Un instant je fus indignée ; mais, me rappelant que la colère serait hors de propos, et qu’en effet elle avait dû me prendre pour une mendiante, je lui répondis tranquillement, mais avec une certaine fermeté :

« Vous vous trompez lorsque vous supposez que je suis une mendiante ; je ne suis pas plus une mendiante que vous ou que vos jeunes maîtresses. »

Après une pause, elle reprit :

« Je ne comprends pas cela ; et pourtant vous n’avez pas de maison ni de magot, je parie.

— On peut n’avoir ni maison ni argent (car je suppose que c’est là ce que vous voulez dire), sans être pour cela une mendiante dans le sens où vous l’entendez.

— Êtes-vous savante ? me demanda-t-elle au bout de quelque temps.

— Oui.

— Mais vous n’avez jamais été en pension ?

— Si, pendant huit ans. »

Elle ouvrit ses yeux tout grands.

« Alors pourquoi ne pouvez-vous pas vous suffire ! reprit-elle.
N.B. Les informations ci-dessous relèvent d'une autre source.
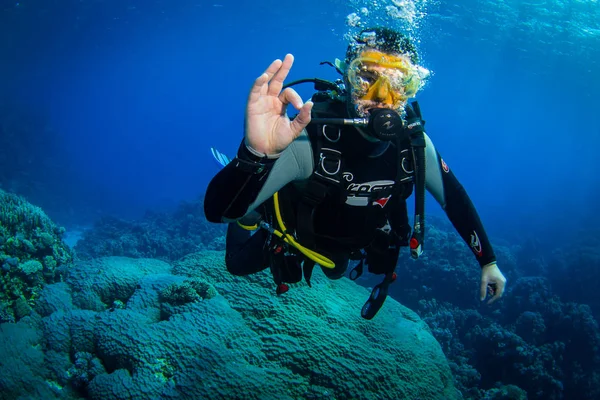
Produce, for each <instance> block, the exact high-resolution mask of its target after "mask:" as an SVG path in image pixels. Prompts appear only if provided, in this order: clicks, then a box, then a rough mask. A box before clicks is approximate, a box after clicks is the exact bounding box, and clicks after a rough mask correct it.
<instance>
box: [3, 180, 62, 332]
mask: <svg viewBox="0 0 600 400" xmlns="http://www.w3.org/2000/svg"><path fill="white" fill-rule="evenodd" d="M63 234H64V229H63V228H60V227H58V226H56V225H55V224H54V222H53V221H52V220H51V219H50V218H49V217H48V216H47V215H46V214H45V213H44V211H43V210H42V209H41V208H39V207H37V206H34V205H32V204H30V203H28V202H27V201H26V200H25V199H23V198H22V197H19V196H17V195H15V194H12V193H7V192H4V191H2V190H0V310H4V311H3V312H2V313H1V314H2V315H0V322H5V321H9V320H11V319H12V316H14V317H16V319H17V320H18V319H19V318H22V317H23V316H25V315H28V314H29V311H30V307H31V306H32V305H34V302H35V298H36V293H39V292H40V291H41V289H42V287H43V286H44V285H45V284H47V283H54V282H56V281H59V280H60V279H61V275H60V273H59V270H60V267H62V266H66V265H68V264H70V263H71V262H72V260H73V254H72V252H71V250H70V249H69V247H68V246H67V245H66V244H65V243H64V242H63V241H62V235H63Z"/></svg>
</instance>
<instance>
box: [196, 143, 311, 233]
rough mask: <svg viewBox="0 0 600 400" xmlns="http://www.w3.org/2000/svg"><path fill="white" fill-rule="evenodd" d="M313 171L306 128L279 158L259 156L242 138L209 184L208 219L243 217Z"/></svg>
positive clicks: (237, 218) (206, 193)
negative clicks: (237, 150) (285, 185)
mask: <svg viewBox="0 0 600 400" xmlns="http://www.w3.org/2000/svg"><path fill="white" fill-rule="evenodd" d="M312 171H313V154H312V147H311V145H310V142H309V140H308V135H307V133H306V131H302V133H301V134H300V136H299V137H298V138H297V139H296V140H294V141H293V142H292V143H291V144H290V145H289V146H288V147H287V148H286V149H285V150H284V151H283V152H281V155H280V156H279V157H278V158H276V159H268V158H259V157H257V156H256V155H255V154H254V153H252V152H251V151H250V150H248V148H247V147H246V145H245V144H244V142H242V144H241V145H240V148H239V150H238V154H237V157H236V158H234V159H233V160H232V161H231V162H230V163H229V164H227V166H225V168H223V169H222V170H221V171H219V173H218V174H217V175H216V176H215V177H214V178H213V179H212V180H211V182H210V183H209V185H208V188H207V190H206V196H205V199H204V214H205V215H206V219H207V220H208V221H210V222H229V221H234V220H237V219H240V218H242V217H243V216H244V215H246V214H247V213H248V212H250V211H252V210H254V209H255V208H256V207H258V206H259V205H260V204H262V203H263V202H264V201H265V200H267V199H269V198H270V197H271V196H273V194H274V193H275V192H277V191H278V190H279V189H281V188H282V187H283V186H285V185H286V184H288V183H289V182H292V181H294V180H300V179H307V178H308V177H309V176H310V175H311V174H312Z"/></svg>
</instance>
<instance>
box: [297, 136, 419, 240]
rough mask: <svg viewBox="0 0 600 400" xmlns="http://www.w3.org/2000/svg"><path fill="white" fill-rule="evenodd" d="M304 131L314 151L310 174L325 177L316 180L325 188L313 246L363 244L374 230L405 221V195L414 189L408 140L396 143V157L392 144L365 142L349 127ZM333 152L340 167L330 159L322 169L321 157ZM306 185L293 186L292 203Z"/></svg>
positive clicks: (409, 192)
mask: <svg viewBox="0 0 600 400" xmlns="http://www.w3.org/2000/svg"><path fill="white" fill-rule="evenodd" d="M307 131H308V134H309V137H310V139H311V143H312V146H313V152H314V153H315V154H314V156H315V157H314V160H315V168H314V173H313V174H320V175H321V176H322V177H324V178H321V179H319V180H320V182H326V183H327V184H328V187H329V190H328V194H327V196H326V197H325V199H324V201H322V202H321V203H320V204H318V205H317V206H316V207H315V210H314V217H313V220H314V231H315V236H316V238H317V244H318V247H321V248H323V247H331V246H332V245H334V246H335V243H337V244H340V245H341V246H342V247H345V248H355V249H360V248H364V247H366V246H367V245H369V244H370V243H371V241H372V240H373V237H374V235H375V232H376V230H388V231H389V229H391V228H392V227H393V228H394V229H395V230H398V228H399V225H406V224H407V223H408V220H407V216H406V203H405V199H406V198H407V197H408V196H410V194H411V193H412V187H413V162H412V152H411V150H410V145H409V144H408V143H406V144H403V145H401V147H402V150H401V153H400V158H401V160H400V159H399V154H398V150H397V148H396V145H395V143H394V144H392V143H382V142H378V143H373V142H369V141H367V140H366V139H365V138H364V137H362V136H361V134H360V133H359V132H358V131H357V130H356V129H355V128H353V127H338V126H323V125H309V127H308V128H307ZM317 141H320V143H319V144H320V145H317V144H316V143H317ZM336 152H339V153H340V154H341V162H340V163H339V165H338V164H337V163H336V162H331V160H330V161H329V163H327V162H325V164H323V165H324V166H325V167H324V168H323V165H320V164H321V162H322V160H323V159H327V158H328V157H330V155H331V154H336ZM399 163H400V164H399ZM398 166H400V168H398ZM338 167H339V171H338ZM333 172H338V173H337V174H335V175H333ZM329 174H331V175H329ZM310 179H314V178H310ZM336 181H337V182H339V183H336ZM306 183H307V182H298V183H296V184H294V185H293V186H294V190H293V194H292V197H293V202H294V203H296V204H297V202H298V201H301V200H300V198H301V196H302V193H303V190H304V188H305V185H306ZM294 208H295V207H294ZM319 242H321V243H320V245H319ZM334 242H335V243H334Z"/></svg>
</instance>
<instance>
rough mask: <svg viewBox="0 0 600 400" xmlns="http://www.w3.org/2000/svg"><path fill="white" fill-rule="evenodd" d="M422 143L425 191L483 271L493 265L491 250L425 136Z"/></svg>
mask: <svg viewBox="0 0 600 400" xmlns="http://www.w3.org/2000/svg"><path fill="white" fill-rule="evenodd" d="M425 141H426V149H425V157H426V167H425V168H426V173H425V175H426V176H425V180H426V187H427V190H428V191H429V193H431V194H432V195H433V197H435V199H436V200H437V201H438V203H440V205H441V206H442V208H443V209H444V211H445V212H446V215H448V218H449V219H450V221H451V222H452V225H454V227H455V228H456V231H457V232H458V233H459V235H460V236H461V237H462V238H463V240H464V241H465V242H466V243H467V244H468V245H469V247H470V248H471V250H472V251H473V253H474V254H475V256H476V257H477V261H478V262H479V265H480V266H481V267H484V266H485V265H488V264H490V263H493V262H495V261H496V256H495V254H494V249H493V248H492V245H491V243H490V241H489V239H488V237H487V234H486V232H485V229H484V228H483V224H482V223H481V220H480V218H479V215H478V214H477V210H475V206H474V205H473V203H472V202H471V199H470V198H469V196H468V195H467V192H466V191H465V189H464V188H463V186H462V185H461V184H460V182H459V181H458V179H456V177H455V176H454V174H453V173H452V171H451V170H450V168H448V166H447V165H446V163H445V162H444V161H443V160H442V158H441V156H440V154H439V153H438V152H437V151H436V149H435V146H434V145H433V142H432V141H431V139H430V138H429V136H427V135H425Z"/></svg>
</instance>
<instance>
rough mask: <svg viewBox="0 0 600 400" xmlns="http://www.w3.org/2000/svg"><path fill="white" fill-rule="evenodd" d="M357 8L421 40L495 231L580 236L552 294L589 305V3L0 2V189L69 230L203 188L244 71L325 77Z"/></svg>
mask: <svg viewBox="0 0 600 400" xmlns="http://www.w3.org/2000/svg"><path fill="white" fill-rule="evenodd" d="M391 7H393V8H391ZM361 8H366V10H361ZM394 10H395V11H394ZM352 13H356V14H357V15H358V16H360V18H361V20H360V24H362V25H363V26H369V25H370V24H386V25H388V26H395V27H400V28H402V29H405V30H407V31H408V32H410V34H411V36H412V37H413V38H414V39H415V40H416V42H417V44H418V48H419V52H420V54H421V59H422V63H423V65H424V66H425V67H427V68H428V69H430V70H431V71H432V73H433V74H432V77H431V78H430V81H429V82H428V84H427V85H426V87H425V89H424V90H423V91H422V92H420V93H419V94H418V96H417V99H418V100H419V103H420V104H421V109H422V111H423V114H424V117H425V119H426V120H427V132H428V134H429V136H430V137H431V138H432V140H433V141H434V143H435V144H436V147H437V149H438V150H439V151H440V153H441V154H442V155H443V157H444V160H446V162H447V163H448V164H449V165H450V167H451V168H452V169H453V171H454V172H455V174H456V175H457V177H458V178H459V180H460V181H461V183H462V184H463V185H464V186H465V188H466V189H467V192H468V193H469V195H470V197H471V198H472V200H473V202H474V203H475V205H476V207H477V210H478V211H479V213H480V215H481V217H482V220H483V222H484V225H485V227H486V230H487V231H488V234H489V235H490V236H491V238H492V241H493V242H496V243H501V244H503V245H509V244H510V245H511V246H520V247H521V250H522V252H524V253H528V252H530V253H532V254H533V253H535V254H538V255H540V257H541V258H544V257H545V258H549V257H550V256H551V255H552V254H554V253H553V252H554V251H555V250H557V249H558V248H560V249H561V250H560V251H565V249H566V250H569V249H571V250H572V251H573V253H574V254H571V255H566V256H565V258H567V259H568V258H570V259H577V258H576V257H579V256H580V255H581V253H583V252H584V251H583V250H581V251H579V250H578V249H579V248H580V247H579V246H585V254H589V253H592V254H593V255H594V256H593V257H592V256H590V257H588V258H583V259H582V260H583V261H581V263H580V264H585V265H579V266H578V268H577V269H576V270H574V271H576V272H575V273H576V274H577V277H576V278H577V279H574V281H576V282H577V283H576V284H571V285H569V284H566V285H565V287H566V288H567V289H565V290H563V291H562V293H561V295H562V296H563V299H564V300H565V301H575V302H579V303H584V304H585V303H590V299H591V298H592V297H593V294H592V295H591V294H590V290H589V287H584V288H582V287H581V286H579V285H580V284H581V281H582V280H583V281H586V280H587V281H591V282H598V281H599V280H600V271H599V270H598V267H599V263H598V262H599V259H600V256H598V250H597V245H598V243H600V241H599V239H598V238H599V237H600V230H599V229H598V223H600V220H599V217H598V214H597V212H596V205H597V203H598V199H599V198H600V178H598V175H597V172H596V171H597V160H596V153H597V151H598V150H597V148H598V145H600V116H599V114H598V112H597V108H598V99H597V94H598V93H600V65H599V62H600V5H599V4H598V3H597V2H596V1H591V0H590V1H575V0H568V1H567V0H564V1H526V2H524V1H517V0H509V1H502V2H497V1H474V0H468V1H461V2H448V1H426V0H421V1H415V2H410V1H407V0H381V1H378V2H374V3H371V2H366V1H365V2H360V1H357V0H353V1H341V0H325V1H315V0H307V1H302V2H282V1H273V0H259V1H255V2H237V1H232V0H213V1H204V0H195V1H194V0H192V1H189V0H180V1H167V0H163V1H158V0H155V1H141V0H140V1H109V0H105V1H102V0H94V1H92V0H88V1H85V0H79V1H74V0H71V1H59V0H31V1H27V0H24V1H18V2H17V1H3V2H2V3H1V5H0V121H1V122H2V124H3V125H2V126H3V127H4V129H3V131H1V133H2V135H3V137H1V138H0V144H1V145H2V146H1V147H2V148H0V169H1V170H0V188H1V189H3V190H5V191H11V192H15V193H17V194H20V195H23V196H25V197H26V198H27V199H28V200H29V201H30V202H32V203H34V204H36V205H38V206H40V207H42V208H43V209H44V211H45V212H46V213H47V214H48V215H49V216H50V217H51V218H52V219H54V220H55V221H56V222H57V223H59V224H61V225H63V226H65V227H66V228H67V232H69V231H70V230H72V231H77V230H78V229H80V228H81V227H88V226H91V225H93V224H94V223H95V222H96V221H97V220H98V219H100V218H101V217H103V216H107V215H109V216H113V217H117V218H124V219H138V218H141V217H142V216H143V215H144V214H145V213H146V211H147V210H153V211H168V212H172V211H174V210H176V209H177V207H178V205H179V204H180V202H181V201H194V200H196V199H198V198H201V197H202V196H203V194H204V191H205V189H206V186H207V184H208V182H209V181H210V179H211V178H212V177H213V176H214V174H215V173H216V172H217V167H216V166H215V164H214V161H213V160H212V156H211V153H210V147H216V148H218V149H219V150H221V151H223V152H224V153H226V154H230V155H234V154H235V152H236V150H237V148H238V146H239V143H240V140H241V139H242V136H243V125H244V109H245V102H246V98H247V95H248V91H249V88H250V86H251V84H252V82H253V80H254V79H255V78H256V77H257V76H259V75H260V74H261V73H262V72H263V71H264V69H265V68H266V66H268V64H269V63H270V62H271V61H272V60H274V59H276V58H283V57H284V56H285V54H286V53H292V54H294V56H295V64H294V67H293V69H292V71H291V74H290V77H289V79H290V80H293V79H300V78H304V77H322V78H326V79H335V78H336V77H337V75H336V73H335V71H334V70H333V69H331V68H329V67H327V66H322V65H319V63H320V62H321V61H325V60H329V61H333V60H334V59H335V58H336V57H337V58H343V56H344V54H345V48H346V43H347V41H346V38H347V34H348V33H349V32H352V31H353V30H355V29H357V27H356V26H355V27H353V26H351V25H349V23H348V21H349V19H348V16H349V15H351V14H352ZM395 13H399V14H400V15H401V16H404V18H398V17H396V16H395V15H396V14H395ZM406 16H409V17H410V19H409V20H408V22H407V20H406ZM298 91H299V93H300V94H301V95H302V96H303V98H305V99H308V98H309V96H310V94H311V93H312V92H311V88H310V85H307V86H304V87H301V88H299V89H298ZM9 127H10V129H8V128H9ZM9 132H10V135H9ZM427 201H428V208H427V210H428V215H437V216H441V217H444V214H443V211H442V210H441V209H440V207H439V206H438V205H437V204H436V203H435V201H434V200H433V199H432V198H428V200H427ZM590 243H591V244H590ZM590 249H591V250H590ZM574 257H575V258H574ZM501 267H502V265H501ZM546 267H547V268H550V269H551V268H552V265H546ZM546 272H547V271H546ZM521 275H530V274H529V273H528V272H527V271H526V272H525V273H524V274H521ZM562 276H567V277H568V276H569V274H566V275H561V277H562ZM561 279H562V278H561ZM509 283H510V282H509ZM555 290H556V289H555ZM559 291H560V290H559ZM586 296H587V297H586ZM597 305H598V303H596V306H597ZM593 311H594V315H595V316H596V317H597V316H598V315H600V311H599V310H596V309H594V310H593ZM596 328H597V327H596ZM438 340H439V338H438ZM589 350H590V351H592V352H598V351H599V350H598V348H594V349H589ZM595 365H597V364H595ZM480 373H481V371H480ZM498 379H499V380H500V379H501V378H498ZM491 385H493V382H492V383H491V384H490V386H491ZM530 396H532V394H530ZM531 398H534V397H531ZM557 398H558V397H557Z"/></svg>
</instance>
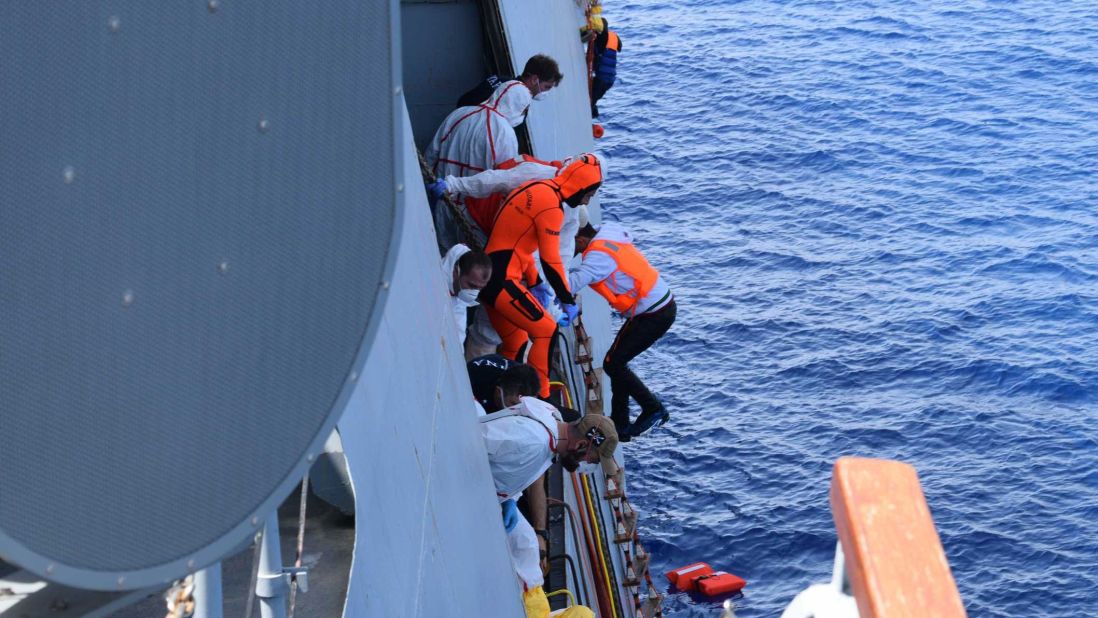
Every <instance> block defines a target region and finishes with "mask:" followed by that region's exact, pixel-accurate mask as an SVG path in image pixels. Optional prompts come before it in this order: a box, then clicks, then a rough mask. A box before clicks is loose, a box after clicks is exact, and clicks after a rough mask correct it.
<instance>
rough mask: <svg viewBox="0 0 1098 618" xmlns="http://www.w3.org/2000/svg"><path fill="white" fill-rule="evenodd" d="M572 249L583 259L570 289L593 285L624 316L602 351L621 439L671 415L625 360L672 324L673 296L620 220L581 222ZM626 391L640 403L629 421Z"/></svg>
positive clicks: (655, 270) (573, 289) (657, 421)
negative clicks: (634, 422) (609, 379)
mask: <svg viewBox="0 0 1098 618" xmlns="http://www.w3.org/2000/svg"><path fill="white" fill-rule="evenodd" d="M575 249H576V252H578V254H583V262H582V263H581V265H580V266H579V268H576V269H573V270H571V271H569V284H570V289H571V290H572V291H573V293H575V292H576V291H578V290H581V289H583V288H584V286H586V285H591V289H592V290H594V291H595V292H598V294H600V295H601V296H603V297H604V299H606V301H607V302H608V303H609V304H610V306H612V307H614V310H615V311H617V312H618V313H620V314H621V315H623V316H625V318H626V321H625V324H623V325H621V329H620V330H618V334H617V336H616V337H615V338H614V342H613V344H612V345H610V349H609V351H608V352H606V358H605V359H604V360H603V371H604V372H605V373H606V375H608V377H609V379H610V393H612V396H610V418H613V419H614V425H615V426H616V427H617V430H618V436H619V437H620V438H621V440H623V441H628V440H629V439H630V438H635V437H637V436H639V435H641V434H643V432H645V431H647V430H648V429H649V428H651V427H652V426H653V425H656V424H657V423H659V424H660V425H662V424H664V423H666V422H668V419H669V418H670V417H671V415H670V414H669V413H668V411H666V409H665V408H664V407H663V402H661V401H660V398H659V397H657V396H656V395H653V394H652V392H651V391H649V390H648V387H647V386H645V383H643V382H641V381H640V378H637V374H636V373H634V372H632V370H631V369H629V361H630V360H632V359H634V358H636V357H637V355H639V353H641V352H643V351H645V350H647V349H648V348H649V347H651V346H652V344H654V342H656V341H657V340H659V338H660V337H662V336H663V334H664V333H666V332H668V329H669V328H671V325H672V324H674V322H675V312H676V307H675V299H674V296H673V295H672V294H671V288H669V286H668V284H666V282H664V281H663V279H662V278H661V277H660V272H659V271H658V270H656V269H654V268H652V267H651V266H650V265H649V263H648V260H646V259H645V256H642V255H641V254H640V251H638V250H637V248H636V247H635V246H634V244H632V236H630V235H629V232H628V231H627V229H626V228H625V227H623V226H621V225H618V224H616V223H604V224H603V225H602V227H600V228H598V229H597V231H596V229H595V228H594V226H592V225H591V224H587V225H585V226H583V227H581V228H580V232H579V234H576V236H575ZM630 397H631V398H632V400H635V401H636V402H637V403H638V404H639V405H640V408H641V413H640V416H638V417H637V420H636V422H635V423H632V424H631V425H630V424H629V398H630Z"/></svg>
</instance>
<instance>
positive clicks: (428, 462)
mask: <svg viewBox="0 0 1098 618" xmlns="http://www.w3.org/2000/svg"><path fill="white" fill-rule="evenodd" d="M417 169H418V164H417V161H416V159H415V157H414V156H413V155H412V153H411V150H408V153H407V154H406V155H405V175H407V176H408V177H411V176H412V175H413V173H415V172H416V170H417ZM406 199H407V201H406V203H405V205H404V207H405V209H406V211H407V213H406V218H405V226H404V232H403V236H402V239H401V243H400V256H399V258H397V260H399V261H397V266H396V271H395V273H394V278H393V288H392V290H391V294H390V296H389V299H388V300H386V303H385V307H384V310H383V311H384V313H383V318H382V328H381V330H380V332H379V333H378V337H377V340H376V345H374V346H373V348H372V350H371V353H370V358H369V359H368V360H367V363H366V367H365V370H363V373H362V379H361V380H360V384H359V386H358V387H357V389H356V390H355V393H354V395H352V396H351V401H350V404H349V405H348V406H347V412H346V413H345V414H344V416H343V418H341V419H340V420H339V435H340V437H341V439H343V443H344V452H345V453H346V456H347V464H348V467H349V468H350V475H351V481H352V483H354V487H355V501H356V513H357V515H356V519H355V525H356V538H355V560H354V563H352V565H351V575H350V583H349V584H348V592H347V606H346V608H345V611H344V615H345V616H347V617H355V618H358V617H374V616H401V617H407V618H414V617H419V616H423V617H434V616H501V617H504V616H514V617H519V616H524V615H525V614H524V611H523V606H522V603H520V594H522V588H520V586H519V584H518V582H517V578H516V576H515V571H514V569H513V568H512V564H511V558H509V554H508V552H507V548H506V540H505V537H504V532H503V526H502V525H501V519H500V507H498V503H497V501H496V497H495V488H494V486H493V484H492V477H491V473H490V471H489V468H488V456H486V454H485V451H484V442H483V440H482V438H481V436H480V430H479V426H478V424H477V420H475V413H474V411H473V405H472V391H471V390H470V386H469V379H468V377H467V373H466V364H464V361H463V357H462V355H461V348H460V346H459V345H458V344H457V335H458V334H457V328H456V327H455V324H453V319H452V317H451V315H450V313H449V308H448V306H449V295H448V294H447V292H446V283H445V282H444V281H442V273H441V269H440V267H439V259H438V254H437V252H436V251H435V233H434V227H433V225H432V221H430V216H429V214H428V213H429V209H428V207H427V201H426V195H425V194H424V192H423V190H422V189H419V190H416V191H408V194H407V195H406Z"/></svg>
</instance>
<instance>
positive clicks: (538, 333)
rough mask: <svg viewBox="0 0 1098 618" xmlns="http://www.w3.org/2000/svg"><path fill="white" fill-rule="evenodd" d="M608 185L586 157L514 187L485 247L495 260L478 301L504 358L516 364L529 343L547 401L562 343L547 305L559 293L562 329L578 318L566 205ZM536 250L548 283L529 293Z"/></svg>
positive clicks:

— Jusqu’ici je me suis suffi à moi-même, et j’espère que je me suffirai plus tard encore. Qu’allez-vous faire de ces groseilles ? demandai-je en la voyant apporter une corbeille de fruits.

— Des tartes.

— Donnez-les-moi, je vais les éplucher.

— Je ne vous demande pas de m’aider.

— Mais il faut que je fasse quelque chose ; donnez-les-moi.